Monday 18 June 2018

London market falls from record heights on first session of 2018

The FTSE 100 Index closed down 39.67 points to 7,648.1.

A sign outside the London Stock Exchange Group in the City of London (PA)
A sign outside the London Stock Exchange Group in the City of London (PA)

By Ben Woods, Press Association Chief City Correspondent

London’s premier index retreated from record heights during the first trading session of the New Year in response to a sluggish performance from blue-chip energy stocks.

The FTSE 100 Index closed down 39.67 points to 7,648.1, with oil majors BP and Royal Dutch Shell B enduring a tough session.

Shares in BP dropped 1%, or 5.2p to 517.5p, after the group said it would stomach a one-off 1.5 billion US dollars (£1.1 billion) hit from US President Donald Trump’s tax reforms.

The company said the reduction of the US federal corporate income tax rate from 35% to 21%, which came into force on Monday, will mean its future US earnings will be “positively impacted”.

However, the reform will require a revaluation of BP’s US deferred tax assets and liabilities, with the estimated impact of the “one-off non-cash charge” to the group income statement of around 1.5 billion US dollars (£1.1 billion).

Royal Dutch Shell was also in the doldrums after it announced it would no longer offload its Danish refining business for 80 million US dollars (£60 million) to Dansk Olieselskab.

The deal was first revealed in September 2016 and had been expected to complete last year.

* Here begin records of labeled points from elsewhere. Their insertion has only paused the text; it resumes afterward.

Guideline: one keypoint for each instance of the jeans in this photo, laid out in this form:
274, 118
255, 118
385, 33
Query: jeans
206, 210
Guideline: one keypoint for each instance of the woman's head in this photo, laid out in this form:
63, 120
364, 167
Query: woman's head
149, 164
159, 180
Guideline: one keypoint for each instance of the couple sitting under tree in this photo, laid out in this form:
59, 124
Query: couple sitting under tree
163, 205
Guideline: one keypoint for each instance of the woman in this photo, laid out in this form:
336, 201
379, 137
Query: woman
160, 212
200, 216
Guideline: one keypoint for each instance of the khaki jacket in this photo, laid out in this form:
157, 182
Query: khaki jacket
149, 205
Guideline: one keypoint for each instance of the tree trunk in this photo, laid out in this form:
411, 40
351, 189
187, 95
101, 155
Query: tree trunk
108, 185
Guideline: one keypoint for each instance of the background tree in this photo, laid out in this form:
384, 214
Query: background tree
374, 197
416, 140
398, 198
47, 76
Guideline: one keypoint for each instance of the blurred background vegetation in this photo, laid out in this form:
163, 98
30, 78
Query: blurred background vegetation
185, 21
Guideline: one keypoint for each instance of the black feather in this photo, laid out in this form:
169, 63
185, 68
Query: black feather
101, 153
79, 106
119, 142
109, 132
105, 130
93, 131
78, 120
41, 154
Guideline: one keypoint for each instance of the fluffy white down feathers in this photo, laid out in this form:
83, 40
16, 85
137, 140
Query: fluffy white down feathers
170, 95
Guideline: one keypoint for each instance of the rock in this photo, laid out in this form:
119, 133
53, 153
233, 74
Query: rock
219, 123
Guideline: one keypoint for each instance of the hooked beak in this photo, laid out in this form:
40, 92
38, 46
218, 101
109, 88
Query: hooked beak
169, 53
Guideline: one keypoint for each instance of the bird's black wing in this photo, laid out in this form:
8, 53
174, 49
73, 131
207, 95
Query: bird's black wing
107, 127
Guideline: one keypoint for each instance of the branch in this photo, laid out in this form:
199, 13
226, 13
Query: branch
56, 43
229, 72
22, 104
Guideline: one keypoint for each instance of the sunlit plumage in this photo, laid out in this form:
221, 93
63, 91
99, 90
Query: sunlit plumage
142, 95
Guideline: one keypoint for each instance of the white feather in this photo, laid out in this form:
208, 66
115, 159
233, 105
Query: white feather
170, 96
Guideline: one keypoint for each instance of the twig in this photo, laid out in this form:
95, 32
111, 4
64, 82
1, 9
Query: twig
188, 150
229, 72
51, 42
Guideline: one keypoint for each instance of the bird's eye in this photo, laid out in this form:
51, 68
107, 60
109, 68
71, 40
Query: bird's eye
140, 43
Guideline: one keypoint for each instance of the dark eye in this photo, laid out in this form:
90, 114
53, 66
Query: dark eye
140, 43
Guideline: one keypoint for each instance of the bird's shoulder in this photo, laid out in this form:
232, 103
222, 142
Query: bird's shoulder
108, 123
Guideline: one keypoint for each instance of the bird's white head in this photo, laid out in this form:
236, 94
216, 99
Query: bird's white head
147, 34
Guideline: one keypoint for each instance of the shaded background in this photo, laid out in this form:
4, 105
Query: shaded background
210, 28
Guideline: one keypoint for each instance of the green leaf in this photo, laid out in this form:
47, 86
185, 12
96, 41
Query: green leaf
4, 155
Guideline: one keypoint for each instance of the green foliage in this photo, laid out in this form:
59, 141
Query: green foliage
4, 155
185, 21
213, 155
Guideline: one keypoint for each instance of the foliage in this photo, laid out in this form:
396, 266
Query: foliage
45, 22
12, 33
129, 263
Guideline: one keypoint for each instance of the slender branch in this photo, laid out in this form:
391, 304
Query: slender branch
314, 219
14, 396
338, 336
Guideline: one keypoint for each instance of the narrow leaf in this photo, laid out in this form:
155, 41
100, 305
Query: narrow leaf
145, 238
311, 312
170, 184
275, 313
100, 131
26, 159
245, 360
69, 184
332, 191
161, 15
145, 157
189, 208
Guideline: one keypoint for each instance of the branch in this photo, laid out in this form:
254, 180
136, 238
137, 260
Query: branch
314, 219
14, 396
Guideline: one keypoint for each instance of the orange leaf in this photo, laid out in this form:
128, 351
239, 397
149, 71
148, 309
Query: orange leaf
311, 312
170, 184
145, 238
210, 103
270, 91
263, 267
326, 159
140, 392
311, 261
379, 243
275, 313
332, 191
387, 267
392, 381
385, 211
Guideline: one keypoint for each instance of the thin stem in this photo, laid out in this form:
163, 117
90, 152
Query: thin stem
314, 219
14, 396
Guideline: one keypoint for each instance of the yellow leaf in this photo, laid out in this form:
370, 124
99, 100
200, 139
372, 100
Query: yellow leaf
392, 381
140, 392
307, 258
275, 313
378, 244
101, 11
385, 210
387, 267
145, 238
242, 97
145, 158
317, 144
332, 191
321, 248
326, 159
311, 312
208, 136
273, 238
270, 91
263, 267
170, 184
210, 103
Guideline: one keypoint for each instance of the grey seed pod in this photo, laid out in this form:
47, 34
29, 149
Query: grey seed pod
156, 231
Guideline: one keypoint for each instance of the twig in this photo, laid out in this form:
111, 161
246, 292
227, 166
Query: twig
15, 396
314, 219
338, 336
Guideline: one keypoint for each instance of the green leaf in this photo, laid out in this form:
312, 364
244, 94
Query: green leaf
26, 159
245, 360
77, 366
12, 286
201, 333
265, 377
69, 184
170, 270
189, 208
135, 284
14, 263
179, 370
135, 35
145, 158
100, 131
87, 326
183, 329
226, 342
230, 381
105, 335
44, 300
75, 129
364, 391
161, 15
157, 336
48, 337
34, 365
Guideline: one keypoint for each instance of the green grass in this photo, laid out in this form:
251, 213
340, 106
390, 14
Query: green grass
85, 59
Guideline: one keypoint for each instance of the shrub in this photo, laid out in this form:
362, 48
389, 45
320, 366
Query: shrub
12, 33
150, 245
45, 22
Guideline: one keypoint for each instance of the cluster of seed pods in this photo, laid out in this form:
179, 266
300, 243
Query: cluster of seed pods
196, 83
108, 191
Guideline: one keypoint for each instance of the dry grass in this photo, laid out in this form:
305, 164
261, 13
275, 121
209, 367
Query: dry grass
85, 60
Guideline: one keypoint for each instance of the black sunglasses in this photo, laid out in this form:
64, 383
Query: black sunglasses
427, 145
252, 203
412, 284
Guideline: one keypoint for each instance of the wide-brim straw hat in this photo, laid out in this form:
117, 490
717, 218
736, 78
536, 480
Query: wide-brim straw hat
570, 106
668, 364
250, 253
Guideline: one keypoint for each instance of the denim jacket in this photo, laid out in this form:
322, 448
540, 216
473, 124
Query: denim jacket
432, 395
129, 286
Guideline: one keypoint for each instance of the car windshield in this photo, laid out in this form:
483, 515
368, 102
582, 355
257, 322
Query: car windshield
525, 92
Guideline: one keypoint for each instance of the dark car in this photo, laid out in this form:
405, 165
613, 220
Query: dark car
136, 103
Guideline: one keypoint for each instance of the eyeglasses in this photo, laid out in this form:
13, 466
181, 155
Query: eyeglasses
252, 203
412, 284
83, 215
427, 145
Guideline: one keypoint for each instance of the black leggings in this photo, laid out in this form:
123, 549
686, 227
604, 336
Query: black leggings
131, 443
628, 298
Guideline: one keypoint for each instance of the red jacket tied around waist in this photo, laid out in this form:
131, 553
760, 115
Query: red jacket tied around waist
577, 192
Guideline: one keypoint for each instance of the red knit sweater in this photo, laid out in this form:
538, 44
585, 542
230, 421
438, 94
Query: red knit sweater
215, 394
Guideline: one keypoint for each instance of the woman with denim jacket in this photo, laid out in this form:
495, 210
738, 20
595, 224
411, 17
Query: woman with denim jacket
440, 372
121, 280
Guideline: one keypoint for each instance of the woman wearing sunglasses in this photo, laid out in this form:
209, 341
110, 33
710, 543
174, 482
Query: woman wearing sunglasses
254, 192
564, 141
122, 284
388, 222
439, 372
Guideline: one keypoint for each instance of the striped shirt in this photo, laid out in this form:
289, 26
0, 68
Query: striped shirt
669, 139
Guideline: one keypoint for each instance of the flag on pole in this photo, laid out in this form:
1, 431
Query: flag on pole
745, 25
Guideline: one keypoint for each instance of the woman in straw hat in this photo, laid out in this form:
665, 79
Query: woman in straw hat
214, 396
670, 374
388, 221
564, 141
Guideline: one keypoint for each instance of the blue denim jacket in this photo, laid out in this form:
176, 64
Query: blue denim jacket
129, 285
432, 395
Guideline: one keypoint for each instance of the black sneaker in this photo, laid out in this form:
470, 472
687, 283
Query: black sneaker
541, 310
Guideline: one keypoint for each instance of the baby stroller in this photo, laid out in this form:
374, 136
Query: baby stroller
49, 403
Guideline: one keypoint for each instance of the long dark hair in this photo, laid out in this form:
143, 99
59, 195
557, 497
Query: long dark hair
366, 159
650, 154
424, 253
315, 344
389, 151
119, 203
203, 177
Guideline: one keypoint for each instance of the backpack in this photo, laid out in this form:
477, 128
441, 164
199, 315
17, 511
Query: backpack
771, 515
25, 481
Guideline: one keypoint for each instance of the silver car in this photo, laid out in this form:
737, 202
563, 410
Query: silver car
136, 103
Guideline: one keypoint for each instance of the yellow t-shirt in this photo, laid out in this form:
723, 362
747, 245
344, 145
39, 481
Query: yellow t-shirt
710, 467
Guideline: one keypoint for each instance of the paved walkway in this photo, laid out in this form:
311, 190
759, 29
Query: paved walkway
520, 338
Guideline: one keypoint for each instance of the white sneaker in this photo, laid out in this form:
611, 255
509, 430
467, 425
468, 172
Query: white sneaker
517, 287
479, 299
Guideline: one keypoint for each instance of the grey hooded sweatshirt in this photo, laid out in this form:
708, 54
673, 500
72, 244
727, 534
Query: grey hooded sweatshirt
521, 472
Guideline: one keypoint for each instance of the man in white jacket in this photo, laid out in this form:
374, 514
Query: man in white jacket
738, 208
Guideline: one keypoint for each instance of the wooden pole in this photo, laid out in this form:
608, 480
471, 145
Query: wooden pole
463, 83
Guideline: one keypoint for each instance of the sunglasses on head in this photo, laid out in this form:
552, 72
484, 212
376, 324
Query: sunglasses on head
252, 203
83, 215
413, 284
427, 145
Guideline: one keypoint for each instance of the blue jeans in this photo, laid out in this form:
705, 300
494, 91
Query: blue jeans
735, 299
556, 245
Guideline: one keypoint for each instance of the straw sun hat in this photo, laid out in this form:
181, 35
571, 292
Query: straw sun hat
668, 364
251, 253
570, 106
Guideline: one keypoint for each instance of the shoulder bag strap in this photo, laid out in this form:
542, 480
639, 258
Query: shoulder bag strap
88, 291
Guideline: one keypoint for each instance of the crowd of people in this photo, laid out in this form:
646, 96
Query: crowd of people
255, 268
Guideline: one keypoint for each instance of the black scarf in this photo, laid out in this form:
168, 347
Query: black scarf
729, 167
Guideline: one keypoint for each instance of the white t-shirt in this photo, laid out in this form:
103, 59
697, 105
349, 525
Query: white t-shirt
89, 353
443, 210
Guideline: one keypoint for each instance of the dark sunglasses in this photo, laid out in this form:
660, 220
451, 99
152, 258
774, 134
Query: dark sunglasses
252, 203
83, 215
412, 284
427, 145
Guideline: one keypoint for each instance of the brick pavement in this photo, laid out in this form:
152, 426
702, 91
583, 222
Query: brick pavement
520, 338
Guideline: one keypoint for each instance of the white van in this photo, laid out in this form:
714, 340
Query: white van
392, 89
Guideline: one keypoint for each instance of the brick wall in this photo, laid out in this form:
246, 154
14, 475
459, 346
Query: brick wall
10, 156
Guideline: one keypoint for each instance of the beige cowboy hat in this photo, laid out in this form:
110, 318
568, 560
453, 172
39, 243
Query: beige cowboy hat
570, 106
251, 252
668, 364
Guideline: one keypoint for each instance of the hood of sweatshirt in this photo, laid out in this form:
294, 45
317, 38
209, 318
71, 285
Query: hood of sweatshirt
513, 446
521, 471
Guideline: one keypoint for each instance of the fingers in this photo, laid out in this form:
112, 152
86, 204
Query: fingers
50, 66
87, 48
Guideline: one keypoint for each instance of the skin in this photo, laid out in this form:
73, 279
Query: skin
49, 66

However, the oil giant said Dansk Shell will remain under Shell’s ownership and “continue business as usual”, causing shares in Royal Dutch Shell B to fall 8.5p to 2,500p.

Across Europe, Germany’s Dax was down 0.4% and the Cac 40 in France was 0.5% lower.

On the currency markets, the pound surged against the American dollar after the greenback plunged when analysts cast doubt over the US Federal Reserve’s ability to hike interest rates three times this year.

Sterling was up 0.7% versus the US dollar at 1.359 and 0.3% higher against the euro at 1.128, as traders brushed aside worse-than-expected data from the UK manufacturing industry.

Manufacturing activity eased from a near four-and-a-half-year high, but still stumped up “solid” output and order growth in December.

The closely watched Markit/CIPS UK Manufacturing purchasing managers’ index (PMI) showed a reading of 56.3 last month, down from 58.2 in November, with economists expecting a figure of 57.9.

A reading above 50 indicates growth.

The price of oil gave up gains from earlier in the session when traders pondered whether political protests in Iran would impact supply.

Brent crude was down 0.3% at 66.36 US dollars a barrel when the London market closed.

David Madden, market analyst at CMC Markets UK, said: “Whenever there is political upheaval in the Middle East, oil traders usually fear for the worst and stock up as they fear that supply lines will be disrupted.”

In UK stocks, British Airways-owner International Consolidated Airlines Group (IAG) was among the biggest risers after confirming a 20 million euro (£17.7 million) takeover of Austrian airline Niki.

Shares climbed close to 3%, or 17.8p to 668.8p.

Away from the top tier, Patisserie Holdings surged more than 7% amid speculation the firm will launch a fundraising to help bankroll a swoop for Gail’s Bakery.

The owner of Patisserie Valerie was up 25.3p to 378.5p following reports the high street cafe chain is gearing up for a £35 million placing.

The money would underpin a takeover bid for Gail’s owner Bread Holdings, according to Sky News.

The biggest risers on the FTSE 100 Index were Anglo American up 45.5p to 1,595p, Centrica up 3.9p to 141.2p, IAG up 17.8p to 668.8p, easyJet up 37p to 1,501p.

The biggest fallers were Rentokil down 10.5p to 307.5p, Admiral Group down 53.5p to 1,948.5p, Standard Life Aberdeen down 11.2p to 425.4p, Direct Line Insurance down 9.7p to 372p.